In a rare address to the UN General Assembly, Chinese President Xi Jinping on Tuesday made a major new climate commitment on behalf of the world’s largest emitter of greenhouse gases.
China will not build any new coal-fired power projects abroad, Xi said in a pre-recorded speech. The vow marks a shift in policy around its sprawling Belt and Road infrastructure initiative, which had already begun to draw down its coal initiatives.
China will also increase financial support for green and low-carbon energy projects in other developing countries, he said.
UN Secretary-General António Guterres had appealed to world leaders earlier in the day to show solidarity and act on the climate crisis, warning that humanity was on track for a “hellscape” of temperature rise that would bring “catastrophe.” At the opening of the UN General Assembly in New York, Guterres asked nations to end subsidies on fossil fuels, end the use of coal, invest in renewable energy, and tax carbon and pollution “instead of people’s income.”
“The climate alarm bells are also ringing at fever pitch,” he said. “The recent report of the Intergovernmental Panel on Climate Change was a code red for humanity. We see the warning signs in every continent and region — scorching temperatures, shocking biodiversity loss, polluted air, water and natural spaces.”

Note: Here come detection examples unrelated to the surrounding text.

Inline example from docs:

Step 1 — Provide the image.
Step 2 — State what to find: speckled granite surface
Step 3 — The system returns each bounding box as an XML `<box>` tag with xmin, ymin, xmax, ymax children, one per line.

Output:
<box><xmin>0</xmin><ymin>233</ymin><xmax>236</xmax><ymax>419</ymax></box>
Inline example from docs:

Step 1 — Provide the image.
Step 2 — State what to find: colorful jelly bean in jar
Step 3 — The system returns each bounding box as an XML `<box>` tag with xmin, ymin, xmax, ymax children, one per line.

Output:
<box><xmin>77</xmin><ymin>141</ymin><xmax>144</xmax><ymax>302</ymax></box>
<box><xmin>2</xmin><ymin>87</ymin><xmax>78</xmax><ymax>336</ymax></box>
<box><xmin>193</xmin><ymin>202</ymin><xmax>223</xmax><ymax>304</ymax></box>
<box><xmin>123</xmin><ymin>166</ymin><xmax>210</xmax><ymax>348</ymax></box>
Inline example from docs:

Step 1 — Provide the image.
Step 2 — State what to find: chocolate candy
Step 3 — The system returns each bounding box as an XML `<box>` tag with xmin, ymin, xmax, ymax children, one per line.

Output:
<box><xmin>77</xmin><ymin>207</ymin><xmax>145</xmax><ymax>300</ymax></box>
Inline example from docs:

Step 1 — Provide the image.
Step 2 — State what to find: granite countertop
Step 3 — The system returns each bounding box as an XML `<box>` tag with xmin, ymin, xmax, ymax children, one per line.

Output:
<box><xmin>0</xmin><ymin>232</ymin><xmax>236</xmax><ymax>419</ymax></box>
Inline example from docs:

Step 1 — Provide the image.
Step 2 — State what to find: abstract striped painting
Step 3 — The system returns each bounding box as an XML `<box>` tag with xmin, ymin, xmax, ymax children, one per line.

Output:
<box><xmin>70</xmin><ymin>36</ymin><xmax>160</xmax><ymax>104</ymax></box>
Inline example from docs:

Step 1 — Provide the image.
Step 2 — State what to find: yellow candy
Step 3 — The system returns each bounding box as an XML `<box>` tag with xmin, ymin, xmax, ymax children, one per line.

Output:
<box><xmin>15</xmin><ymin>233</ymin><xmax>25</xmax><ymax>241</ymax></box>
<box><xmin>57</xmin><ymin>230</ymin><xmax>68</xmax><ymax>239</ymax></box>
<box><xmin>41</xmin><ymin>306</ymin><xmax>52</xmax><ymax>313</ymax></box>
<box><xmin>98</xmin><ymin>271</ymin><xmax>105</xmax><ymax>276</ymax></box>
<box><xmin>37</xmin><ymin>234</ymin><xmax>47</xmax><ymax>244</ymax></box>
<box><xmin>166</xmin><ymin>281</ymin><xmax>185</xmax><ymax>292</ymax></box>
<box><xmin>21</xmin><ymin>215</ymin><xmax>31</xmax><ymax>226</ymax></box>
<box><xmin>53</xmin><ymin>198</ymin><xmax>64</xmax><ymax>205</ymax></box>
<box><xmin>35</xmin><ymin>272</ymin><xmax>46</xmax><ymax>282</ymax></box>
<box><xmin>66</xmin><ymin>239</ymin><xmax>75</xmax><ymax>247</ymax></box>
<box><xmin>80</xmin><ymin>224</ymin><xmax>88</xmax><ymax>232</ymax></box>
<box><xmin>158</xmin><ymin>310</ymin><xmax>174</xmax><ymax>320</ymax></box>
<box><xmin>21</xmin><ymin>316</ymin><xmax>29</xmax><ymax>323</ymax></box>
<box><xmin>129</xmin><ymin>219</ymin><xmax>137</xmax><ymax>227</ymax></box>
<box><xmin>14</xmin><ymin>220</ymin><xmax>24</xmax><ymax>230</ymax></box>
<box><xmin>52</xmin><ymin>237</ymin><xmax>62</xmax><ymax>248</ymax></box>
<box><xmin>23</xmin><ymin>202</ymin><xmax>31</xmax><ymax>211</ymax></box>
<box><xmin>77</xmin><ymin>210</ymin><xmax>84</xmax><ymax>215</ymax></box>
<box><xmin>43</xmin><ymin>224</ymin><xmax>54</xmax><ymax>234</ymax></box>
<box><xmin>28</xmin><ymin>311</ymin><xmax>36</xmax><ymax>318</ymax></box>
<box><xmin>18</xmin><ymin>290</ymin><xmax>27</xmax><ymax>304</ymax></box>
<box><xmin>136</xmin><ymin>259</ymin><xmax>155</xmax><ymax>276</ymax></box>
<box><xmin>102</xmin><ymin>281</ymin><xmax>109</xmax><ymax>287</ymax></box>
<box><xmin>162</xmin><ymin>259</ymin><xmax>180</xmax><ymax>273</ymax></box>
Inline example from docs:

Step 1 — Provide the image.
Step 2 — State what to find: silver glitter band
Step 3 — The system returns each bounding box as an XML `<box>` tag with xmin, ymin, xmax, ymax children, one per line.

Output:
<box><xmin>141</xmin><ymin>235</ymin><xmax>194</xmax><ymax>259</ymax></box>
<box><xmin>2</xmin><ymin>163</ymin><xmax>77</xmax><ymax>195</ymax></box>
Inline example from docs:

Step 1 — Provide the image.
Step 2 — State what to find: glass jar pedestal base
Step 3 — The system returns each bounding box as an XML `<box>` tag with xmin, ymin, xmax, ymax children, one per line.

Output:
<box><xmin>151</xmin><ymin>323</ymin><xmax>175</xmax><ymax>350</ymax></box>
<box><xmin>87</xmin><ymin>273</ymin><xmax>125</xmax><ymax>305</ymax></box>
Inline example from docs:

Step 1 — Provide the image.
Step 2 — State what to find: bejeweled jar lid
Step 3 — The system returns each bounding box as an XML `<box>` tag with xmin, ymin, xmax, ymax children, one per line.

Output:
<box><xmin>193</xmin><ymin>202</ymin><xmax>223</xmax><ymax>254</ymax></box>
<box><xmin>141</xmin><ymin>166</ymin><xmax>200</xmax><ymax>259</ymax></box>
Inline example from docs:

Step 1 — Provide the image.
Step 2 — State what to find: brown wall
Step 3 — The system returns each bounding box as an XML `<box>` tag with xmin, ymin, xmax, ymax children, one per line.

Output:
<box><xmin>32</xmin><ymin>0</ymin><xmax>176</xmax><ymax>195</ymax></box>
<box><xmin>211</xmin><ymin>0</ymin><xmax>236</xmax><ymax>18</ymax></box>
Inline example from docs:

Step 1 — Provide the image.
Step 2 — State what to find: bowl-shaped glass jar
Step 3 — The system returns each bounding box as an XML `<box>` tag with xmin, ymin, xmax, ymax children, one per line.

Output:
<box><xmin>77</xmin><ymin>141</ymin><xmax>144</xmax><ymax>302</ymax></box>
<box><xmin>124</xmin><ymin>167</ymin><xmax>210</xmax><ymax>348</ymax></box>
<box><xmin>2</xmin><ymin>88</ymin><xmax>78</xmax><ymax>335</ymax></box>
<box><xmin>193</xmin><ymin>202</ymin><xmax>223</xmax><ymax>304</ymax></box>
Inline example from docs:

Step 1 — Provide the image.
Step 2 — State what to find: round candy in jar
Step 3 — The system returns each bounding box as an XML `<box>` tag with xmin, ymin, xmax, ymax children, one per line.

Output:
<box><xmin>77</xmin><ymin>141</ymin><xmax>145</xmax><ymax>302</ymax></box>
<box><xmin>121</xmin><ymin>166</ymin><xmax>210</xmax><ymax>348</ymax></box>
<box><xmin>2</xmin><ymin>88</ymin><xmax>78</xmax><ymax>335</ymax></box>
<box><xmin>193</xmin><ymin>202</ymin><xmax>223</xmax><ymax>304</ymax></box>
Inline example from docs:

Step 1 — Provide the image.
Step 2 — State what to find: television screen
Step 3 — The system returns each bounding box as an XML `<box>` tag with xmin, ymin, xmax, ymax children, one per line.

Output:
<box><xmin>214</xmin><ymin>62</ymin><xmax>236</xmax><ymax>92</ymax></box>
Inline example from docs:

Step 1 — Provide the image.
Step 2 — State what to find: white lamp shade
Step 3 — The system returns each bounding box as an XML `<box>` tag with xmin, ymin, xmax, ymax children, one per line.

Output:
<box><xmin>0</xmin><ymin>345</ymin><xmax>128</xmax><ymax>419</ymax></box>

China still has work to do on climate at home, Xi Jinping acknowledged, reiterating a prior pledge to “strive” to reach peak carbon emissions by 2030, and to achieve carbon neutrality by 2060.
“This requires tremendous hard work and we will make every effort,” the Chinese leader said.
China’s 2060 decarbonization target is still a decade behind those of the US and European Union.
Coal is also still China’s primary energy source by a long shot. China consumed more coal than all other countries in the world put together in 2020, a study by the research group Ember showed. It accounted for 58% of the country’s energy demand in 2020, according to the National Bureau of Statistics.
In his own speech to the assembly, US President Joe Biden announced he will work with Congress to double again the United States’ financial commitment to support developing nations. Biden pledged in April the US would increase its contribution to global climate financing to $5.7 billion per year, putting his new commitment around $11 billion per year.
“In April, I announced the US will double our public international financing to help developing nations tackle the climate crisis, and today, I’m proud to announce that we will work with the Congress to double that number again, including for adaptation efforts,” Biden said.
More than a decade ago, world leaders from developed countries agreed to contribute $100 billion a year to support countries in the Global South that are facing the most direct impacts of climate, a goal that was missed. In 2019, developed countries contributed $79.6 billion for developing countries, around $20 billion short of the $100 billion annual goal, according to a recent Organisation for Economic Cooperation and Development report.
The US was also criticized for failing to transfer any money under the Trump administration; Trump pulled the US out of its global climate financing commitments when he pulled out of the Paris climate agreement. Under the Obama administration, the US paid $1 billion of a $3 billion commitment it originally made in 2014.
Even with Biden’s new commitment, US allies contribute more to the effort. For instance, the European Union transfers around €25 billion a year (the equivalent of $29.3 billion).
The assembly is the last major international event before world leaders meet again at the G20 in Rome in October, followed immediately by the UN climate conference in Scotland.
“We are weeks away from the UN climate conference in Glasgow, but seemingly light-years away from reaching our targets,” Guterres said. “We must get serious and we must act fast”.
Guterres’ speech revealed his increasing impatience and frustration with leaders. Brazilian President Jair Bolsonaro — whose government has allowed rampant deforestation in the Amazon — is also speaking Tuesday.
The UN chief’s speech and newly strident tone comes as Guterres prepares to launch his next five-year term as UN Secretary General. It also comes amid a global political landscape that has itself grown more moderate in tenor since the exit of former US President Donald Trump.
The Secretary General and President Biden met briefly on Monday evening at Biden’s Manhattan hotel, with a discussion that “reaffirmed the strong partnership between the United Nations and the United States, anchored in shared principles and values,” Guterres’ office said.